- Date: 6–12 December
- Edition: 3rd
- Surface: Clay
- Location: Maia, Portugal

Champions

Singles
- Geoffrey Blancaneaux

Doubles
- Nuno Borges / Francisco Cabral
- ← 2020 · Maia Challenger · 2021 →

= 2021 Maia Challenger =

The 2021 Maia Challenger was a professional tennis tournament played on clay courts. It was the third edition of the tournament which was part of the 2021 ATP Challenger Tour. It took place in Maia, Portugal from 6 to 12 December 2021.
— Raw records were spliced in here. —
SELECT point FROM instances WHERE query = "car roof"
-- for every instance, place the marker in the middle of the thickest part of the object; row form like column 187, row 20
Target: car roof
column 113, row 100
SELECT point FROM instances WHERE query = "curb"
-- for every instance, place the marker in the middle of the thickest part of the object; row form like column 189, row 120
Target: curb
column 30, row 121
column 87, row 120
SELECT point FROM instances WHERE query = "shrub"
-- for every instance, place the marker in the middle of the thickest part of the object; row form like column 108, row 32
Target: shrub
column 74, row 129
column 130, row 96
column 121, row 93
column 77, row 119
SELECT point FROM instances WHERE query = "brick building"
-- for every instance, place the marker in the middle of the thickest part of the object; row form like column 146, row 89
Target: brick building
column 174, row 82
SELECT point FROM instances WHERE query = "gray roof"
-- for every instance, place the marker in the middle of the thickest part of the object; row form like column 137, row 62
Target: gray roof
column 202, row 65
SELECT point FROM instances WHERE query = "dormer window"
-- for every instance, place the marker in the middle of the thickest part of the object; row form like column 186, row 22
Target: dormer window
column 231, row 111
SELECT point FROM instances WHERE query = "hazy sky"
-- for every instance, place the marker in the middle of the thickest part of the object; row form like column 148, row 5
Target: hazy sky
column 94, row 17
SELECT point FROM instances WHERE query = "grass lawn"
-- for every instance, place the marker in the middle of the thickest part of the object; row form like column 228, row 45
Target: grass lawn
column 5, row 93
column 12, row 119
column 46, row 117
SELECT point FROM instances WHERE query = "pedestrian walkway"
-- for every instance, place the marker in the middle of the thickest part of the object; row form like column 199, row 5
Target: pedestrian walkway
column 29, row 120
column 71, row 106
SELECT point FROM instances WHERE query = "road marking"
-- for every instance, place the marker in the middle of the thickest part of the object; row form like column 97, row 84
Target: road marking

==Singles main-draw entrants==
===Seeds===

| Country | Player | Rank^{1} | Seed |
|---|---|---|---|
| SVK | Andrej Martin | 121 | 1 |
| BEL | Kimmer Coppejans | 205 | 2 |
| POR | Gastão Elias | 222 | 3 |
| POR | João Domingues | 248 | 4 |
| POR | Nuno Borges | 253 | 5 |
| TPE | Tseng Chun-hsin | 254 | 6 |
| CAN | Steven Diez | 269 | 7 |
| FRA | Geoffrey Blancaneaux | 281 | 8 |

- ^{1} Rankings are as of 29 November 2021.

===Other entrants===
The following players received wildcards into the singles main draw:
- POR Pedro Araújo
- POR Tiago Cação
- POR Duarte Vale

The following players received entry into the singles main draw using protected rankings:
- MAR Elliot Benchetrit
- BEL Julien Cagnina

The following players received entry from the qualifying draw:
- ITA Lorenzo Bocchi
- ESP Miguel Damas
- GER Oscar Moraing
- ITA Simone Roncalli

==Champions==
===Singles===

- FRA Geoffrey Blancaneaux def. TPE Tseng Chun-hsin 3–6, 6–3, 6–2.

===Doubles===

- POR Nuno Borges / POR Francisco Cabral def. SVK Andrej Martin / POR Gonçalo Oliveira 6–3, 6–4.